L’objectif des Principes directeurs consistant à lutter contre les enregistrements abusifs effectués de mauvaise foi, la Commission administrative estimerait contraire au but poursuivi par cette procédure d’admettre le caractère alternatif de ces exigences. Elle est d’avis que le litige contractuel opposant les parties relève d’une situation complexe qui dépasse le cadre de la présente procédure, qu’il n’appartient pas à la Commission administrative de démêler dans le cadre d’une procédure administrative sommaire destinée à des cas de cybersquatting, et qui devrait faire l’objet d’une action judiciaire.

Dès lors que la Requérante succombe sur cette condition, il n’y a pas lieu d’examiner si l’usage du nom de domaine <zenus-europe.com> a été fait de mauvaise foi.

La Commission administrative considère que la condition du paragraphe 4(a)(iii) n’est pas remplie.

7. Décision

Pour les raisons précédentes et conformément au paragraphe 4(i) des Principes directeurs et 15 des Règles d’application, la plainte est rejetée.

Philippe Gilliéron
Expert Unique
Le 24 octobre 2011


1 Traduction informelle des emails) "Toutefois, il n’y a aucun doute que la marque Zenus es la propriété unique de Kyunglin. Et de ce fait, Kyunglin veut conserver sa propriété sur le nom de domaine. Si vous voulez conserver la propriété du nom de domaine, nous pouvons comprendre, en tant que stratégie globale.

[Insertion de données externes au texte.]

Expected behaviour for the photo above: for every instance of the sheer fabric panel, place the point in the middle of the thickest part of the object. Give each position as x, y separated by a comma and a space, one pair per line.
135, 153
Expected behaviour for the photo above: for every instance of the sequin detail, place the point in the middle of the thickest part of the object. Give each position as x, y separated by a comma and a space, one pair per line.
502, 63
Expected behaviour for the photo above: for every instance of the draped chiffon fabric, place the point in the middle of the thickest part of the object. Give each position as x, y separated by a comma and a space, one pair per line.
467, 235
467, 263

Mais de notre côté nous ne pouvons pas tout développer pour vous en Europe et prendre le risque qu’un jour, si jamais quelque chose tourne mal, Zenus nous ferme l’accès au site".

2 " […] mais vous devez être d’accord que nous détenons et contrôlons le site Internet français".

3 "[…] OK nous sommes d’accord. Vous pouvez continuer la création du site Internet en France".

4 Les Principes directeurs, paragraphe 4(a)(iii) oblige le requérant à démontrer que le nom de domaine a été enregistré et est utilisé de mauvaise foi. L’opinion majoritaire depuis que les Principes directeurs s’appliquent est que le terme "et" exige qu’il doit y avoir une mauvaise foi lors de l’enregistrement ainsi que postérieurement. Sauf les cas peu usuels où le défendeur avait connaissance de la marque avant qu’elle soit enregistrée, il est donc logiquement impossible pour le défendeur d’enregistrer un nom de domaine de mauvaise foi lorsque ladite marque n’existait pas encore".